Typed continuation state for the LTX-2 streaming pipeline.

Segment N+1 conditions on segment N's trailing decoded frames and denoised audio latents. The streaming runtime used to hold this state as per-worker globals; lifting it into a typed, JSON-serializable object lets clients snapshot, migrate, or round-trip it through an HTTP/RPC boundary. The envelope ContinuationState(kind, payload) is the shared public API; the typed class here owns the LTX-2 payload shape.

Serialization contract:

  • Video frames → PNG bytes + base64, or a :class:BlobStore id.
  • Audio latents → a self-describing safetensors blob + base64, or a :class:BlobStore id. safetensors preserves bfloat16, which a raw-numpy round-trip cannot.
  • The returned payload is always a plain JSON-serializable dict.

Attributes

fastvideo.pipelines.basic.ltx2.continuation.DEFAULT_INLINE_THRESHOLD_BYTES module-attribute

DEFAULT_INLINE_THRESHOLD_BYTES = 2 * 1024 * 1024

Tensors larger than this go to the blob store (if available). 2 MiB is below typical single-JSON-message limits (Dynamo: 4 MiB, Postgres TOAST: 1 GiB) and well above per-frame PNG payloads (~200 KiB at 512x512).

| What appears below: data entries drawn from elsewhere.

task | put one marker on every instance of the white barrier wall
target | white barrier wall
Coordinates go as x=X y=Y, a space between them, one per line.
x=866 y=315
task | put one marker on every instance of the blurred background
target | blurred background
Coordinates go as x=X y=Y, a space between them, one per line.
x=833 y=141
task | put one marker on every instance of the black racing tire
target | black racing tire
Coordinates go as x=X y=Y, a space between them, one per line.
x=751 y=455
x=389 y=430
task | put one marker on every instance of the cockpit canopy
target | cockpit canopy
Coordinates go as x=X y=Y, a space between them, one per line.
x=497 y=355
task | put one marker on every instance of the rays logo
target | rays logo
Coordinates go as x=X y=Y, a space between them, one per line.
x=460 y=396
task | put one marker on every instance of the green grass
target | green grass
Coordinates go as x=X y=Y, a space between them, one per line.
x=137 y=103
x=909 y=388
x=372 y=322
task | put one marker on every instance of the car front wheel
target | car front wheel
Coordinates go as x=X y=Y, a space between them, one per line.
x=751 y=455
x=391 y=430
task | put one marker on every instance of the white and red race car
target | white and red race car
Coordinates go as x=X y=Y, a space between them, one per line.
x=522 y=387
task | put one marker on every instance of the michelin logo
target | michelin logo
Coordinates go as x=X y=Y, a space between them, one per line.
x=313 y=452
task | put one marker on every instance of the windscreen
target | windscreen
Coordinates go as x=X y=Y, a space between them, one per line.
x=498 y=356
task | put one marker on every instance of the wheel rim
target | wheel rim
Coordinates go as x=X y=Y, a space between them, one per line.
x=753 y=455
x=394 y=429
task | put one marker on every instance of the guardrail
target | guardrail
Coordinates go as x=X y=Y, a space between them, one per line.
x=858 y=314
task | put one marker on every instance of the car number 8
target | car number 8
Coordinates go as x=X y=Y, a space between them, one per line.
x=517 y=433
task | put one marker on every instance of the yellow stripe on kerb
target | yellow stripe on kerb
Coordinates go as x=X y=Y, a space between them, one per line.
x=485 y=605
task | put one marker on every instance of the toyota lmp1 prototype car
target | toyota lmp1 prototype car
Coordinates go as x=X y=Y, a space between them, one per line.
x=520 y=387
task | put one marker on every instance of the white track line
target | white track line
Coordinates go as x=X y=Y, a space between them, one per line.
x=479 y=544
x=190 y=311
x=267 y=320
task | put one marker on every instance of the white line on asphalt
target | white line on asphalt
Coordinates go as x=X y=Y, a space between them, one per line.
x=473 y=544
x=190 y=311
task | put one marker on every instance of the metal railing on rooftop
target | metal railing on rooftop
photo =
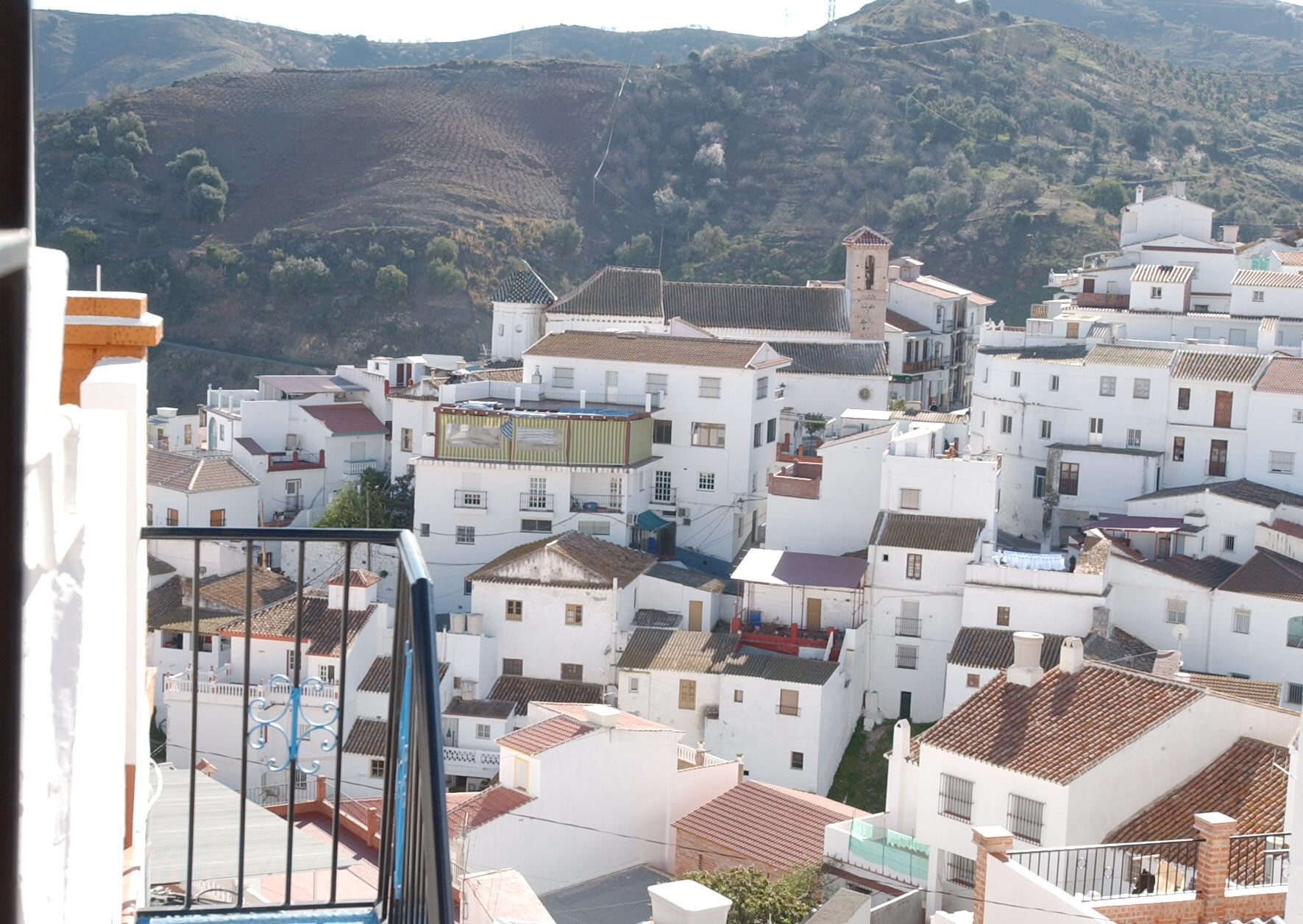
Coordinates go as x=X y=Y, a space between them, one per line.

fastvideo.pipelines.basic.ltx2.continuation.LTX2_CONTINUATION_KIND module-attribute

LTX2_CONTINUATION_KIND = 'ltx2.v1'

Public ContinuationState.kind for LTX-2 payloads.

fastvideo.pipelines.basic.ltx2.continuation.LTX2_CONTINUATION_SCHEMA_VERSION module-attribute

LTX2_CONTINUATION_SCHEMA_VERSION = 1

Payload schema version carried inside payload.schema_version.

Classes

fastvideo.pipelines.basic.ltx2.continuation.LTX2ContinuationState dataclass

LTX2ContinuationState(segment_index: int = 0, video_frames: list[ndarray] | None = None, video_frames_blob_id: str | None = None, video_conditioning_frame_idx: int = 0, video_conditioning_strength: float = 1.0, audio_latents: Tensor | None = None, audio_latents_blob_id: str | None = None, audio_sample_rate: int | None = None, audio_conditioning_num_frames: int = 0, audio_conditioning_strength: float = 1.0, video_position_offset_sec: float = 0.0, metadata: dict[str, Any] = dict())

Typed LTX-2 continuation state carried between streaming segments.

video_frames hold trailing decoded RGB frames (uint8 HxWx3) from segment N for conditioning segment N+1 via the VAE encode path. audio_latents is the cached denoised audio latent tensor of shape [B, C, T, mel] that segment N+1 will copy into the overlap region of its clean-latent conditioning.

Most fields map 1:1 onto the internal gpu_pool's per-worker state; the only new concept is the *_blob_id fields, which allow large tensors to live outside the JSON payload. See module docstring.

Attributes

fastvideo.pipelines.basic.ltx2.continuation.LTX2ContinuationState.audio_conditioning_num_frames class-attribute instance-attribute
audio_conditioning_num_frames: int = 0

Number of trailing audio frames that carry over as clean context into segment N+1.

fastvideo.pipelines.basic.ltx2.continuation.LTX2ContinuationState.audio_conditioning_strength class-attribute instance-attribute
audio_conditioning_strength: float = 1.0

Clean-latent mask value applied to the overlap region; 0.0 keeps the cached audio entirely, 1.0 renoises from scratch.

fastvideo.pipelines.basic.ltx2.continuation.LTX2ContinuationState.audio_latents class-attribute instance-attribute
audio_latents: Tensor | None = None

Denoised audio latent tensor of shape [B, C, T, mel]. None when the state is blob-backed or unset.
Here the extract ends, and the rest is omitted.